The penile plethysmograph is a laboratory device that measures increments of erection of the penis. The evaluation involves the offender sitting alone in a small room. He places a small device on his penis, either an elastic band or a C–shaped metal device. Neither of these is in any way painful. The device is attached to a computer operated by the evaluator in the next room. The offender listens to audiotape descriptions of various kinds of sexual behavior, or views slides that depict males and females of various ages, typically photographs of individual nudes. The plethysmograph detects blood flow to his penis, a measure of his erotic arousal to these various stimuli.

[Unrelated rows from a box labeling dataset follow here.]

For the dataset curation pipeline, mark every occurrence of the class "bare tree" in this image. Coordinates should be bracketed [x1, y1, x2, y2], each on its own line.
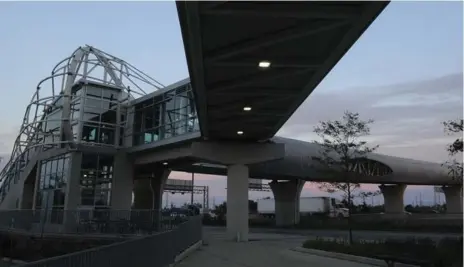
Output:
[313, 111, 378, 244]
[443, 119, 463, 181]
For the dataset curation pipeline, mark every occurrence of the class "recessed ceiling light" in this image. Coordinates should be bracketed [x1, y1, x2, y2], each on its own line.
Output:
[258, 60, 271, 68]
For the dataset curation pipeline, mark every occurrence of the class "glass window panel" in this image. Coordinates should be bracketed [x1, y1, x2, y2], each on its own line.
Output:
[82, 124, 99, 142]
[35, 192, 42, 208]
[101, 110, 117, 125]
[85, 86, 102, 98]
[63, 155, 70, 173]
[50, 207, 64, 224]
[95, 190, 110, 206]
[84, 98, 101, 110]
[53, 189, 66, 206]
[81, 153, 98, 171]
[50, 159, 59, 173]
[99, 125, 115, 145]
[40, 161, 47, 177]
[47, 173, 57, 189]
[56, 158, 64, 173]
[103, 89, 117, 101]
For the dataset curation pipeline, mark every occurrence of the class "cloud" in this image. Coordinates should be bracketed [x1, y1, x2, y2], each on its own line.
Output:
[278, 73, 463, 162]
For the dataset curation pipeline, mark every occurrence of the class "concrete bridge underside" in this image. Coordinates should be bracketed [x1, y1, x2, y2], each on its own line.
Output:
[133, 137, 462, 241]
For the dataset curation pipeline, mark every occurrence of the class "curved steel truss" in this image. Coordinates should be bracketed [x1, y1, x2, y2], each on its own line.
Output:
[0, 45, 164, 201]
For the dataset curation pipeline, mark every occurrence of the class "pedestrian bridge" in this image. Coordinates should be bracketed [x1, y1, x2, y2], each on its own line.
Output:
[0, 1, 462, 246]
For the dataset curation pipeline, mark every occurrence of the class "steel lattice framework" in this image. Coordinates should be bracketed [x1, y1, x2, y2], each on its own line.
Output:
[0, 45, 164, 194]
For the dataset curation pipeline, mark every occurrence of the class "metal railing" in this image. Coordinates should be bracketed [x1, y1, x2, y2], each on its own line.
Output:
[0, 209, 188, 236]
[14, 216, 202, 267]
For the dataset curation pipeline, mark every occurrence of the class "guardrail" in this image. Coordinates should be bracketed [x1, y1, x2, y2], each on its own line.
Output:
[0, 209, 187, 235]
[15, 216, 202, 267]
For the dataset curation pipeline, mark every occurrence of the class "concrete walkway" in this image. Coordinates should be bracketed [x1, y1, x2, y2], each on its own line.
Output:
[176, 230, 371, 267]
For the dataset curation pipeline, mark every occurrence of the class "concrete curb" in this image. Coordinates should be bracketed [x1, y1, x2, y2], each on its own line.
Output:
[169, 240, 203, 267]
[290, 247, 417, 267]
[2, 257, 27, 264]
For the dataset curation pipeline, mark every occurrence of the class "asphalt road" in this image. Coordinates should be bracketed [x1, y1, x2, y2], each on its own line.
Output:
[205, 226, 462, 241]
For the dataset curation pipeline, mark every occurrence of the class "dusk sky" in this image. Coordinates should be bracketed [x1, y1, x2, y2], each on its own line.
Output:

The plethysmograph is an intrusive procedure that requires cooperation from the offender. It is also an expensive test, typically costing $300 to $750 per administration. Furthermore, it is not completely accurate because some offenders can distract themselves sufficiently so that they do not exhibit arousal in the laboratory when, in fact, they do have arousal in ordinary circumstances.26 For these reasons, the penile plethysmograph is not widely used in sex offender treatment. Nonetheless, it is noteworthy that of all of the characteristics that are associated with child molesters’ risk for sexual recidivism, Hanson and Bussiere (1998) found that having a deviant sexual interest in children as measured by the penile plethysmograph is the most powerful. (It should be noted that none of the characteristics in the research are extremely strong predictors of sexual recidivism, although the plethysmograph is accurately described as the strongest among only moderately predictive factors.) We will talk more about the treatment approaches used to address deviant sexual interest later.

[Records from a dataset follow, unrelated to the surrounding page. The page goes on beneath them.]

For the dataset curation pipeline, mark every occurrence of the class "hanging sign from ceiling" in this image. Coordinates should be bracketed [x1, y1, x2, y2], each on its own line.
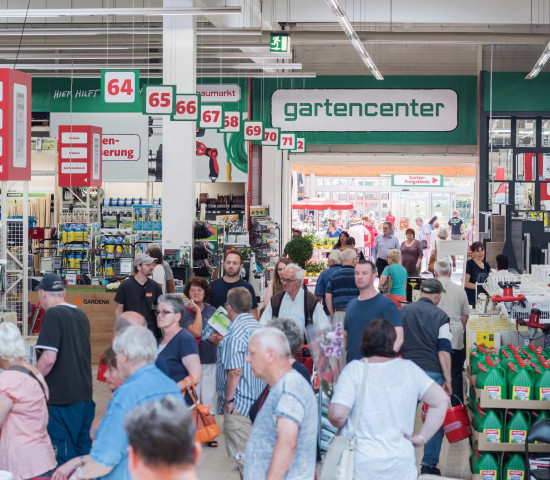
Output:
[271, 89, 458, 132]
[391, 175, 443, 187]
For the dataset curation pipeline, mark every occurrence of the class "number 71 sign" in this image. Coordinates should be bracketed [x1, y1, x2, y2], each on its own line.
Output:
[101, 70, 139, 105]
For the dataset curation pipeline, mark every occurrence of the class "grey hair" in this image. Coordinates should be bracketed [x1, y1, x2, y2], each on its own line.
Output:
[227, 287, 253, 313]
[266, 318, 304, 357]
[342, 248, 357, 263]
[113, 325, 157, 365]
[434, 260, 451, 277]
[328, 250, 342, 265]
[124, 395, 195, 467]
[157, 293, 185, 320]
[0, 322, 25, 363]
[283, 263, 306, 281]
[250, 327, 290, 358]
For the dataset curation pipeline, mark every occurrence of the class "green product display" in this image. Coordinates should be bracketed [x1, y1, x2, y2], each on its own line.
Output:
[473, 452, 500, 480]
[535, 364, 550, 401]
[502, 453, 525, 480]
[505, 410, 531, 443]
[474, 406, 504, 443]
[508, 362, 534, 400]
[477, 364, 508, 400]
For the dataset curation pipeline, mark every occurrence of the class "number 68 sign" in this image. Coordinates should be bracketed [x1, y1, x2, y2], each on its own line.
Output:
[101, 70, 139, 104]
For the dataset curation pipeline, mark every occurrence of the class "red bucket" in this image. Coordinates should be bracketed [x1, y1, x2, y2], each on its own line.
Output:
[420, 395, 472, 443]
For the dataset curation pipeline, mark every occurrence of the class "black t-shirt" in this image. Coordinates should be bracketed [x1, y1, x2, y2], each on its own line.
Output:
[208, 278, 258, 309]
[115, 276, 162, 339]
[36, 304, 92, 405]
[448, 217, 464, 235]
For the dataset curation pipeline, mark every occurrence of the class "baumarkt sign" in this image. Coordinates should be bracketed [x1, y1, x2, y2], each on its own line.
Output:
[391, 175, 443, 187]
[271, 89, 458, 132]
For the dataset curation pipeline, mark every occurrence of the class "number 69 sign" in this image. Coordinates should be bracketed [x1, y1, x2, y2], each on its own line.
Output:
[101, 70, 139, 104]
[143, 85, 176, 115]
[199, 103, 224, 128]
[172, 93, 201, 122]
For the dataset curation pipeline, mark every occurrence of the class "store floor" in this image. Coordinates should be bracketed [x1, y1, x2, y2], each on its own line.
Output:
[92, 365, 472, 480]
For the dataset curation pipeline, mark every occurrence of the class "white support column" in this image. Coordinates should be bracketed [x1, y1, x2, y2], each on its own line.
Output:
[162, 0, 196, 253]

The Abel Assessment of sexual interest is a less intrusive test because it evaluates erotic interest without requiring penile measures, and it avoids the problems associated with nude photographs of children.27 The Abel Assessment involves offenders’ viewing slides of clothed males and females (adults and children) and measuring offenders’ level of attraction to each. The device measures small differences in the visual reaction time of the person being evaluated; that is, how long they look at each slide, with longer reaction time being associated with increased sexual interest.

Although these assessments each have disadvantages, they can offer treatment providers and others important information about sex offenders that they otherwise might not have.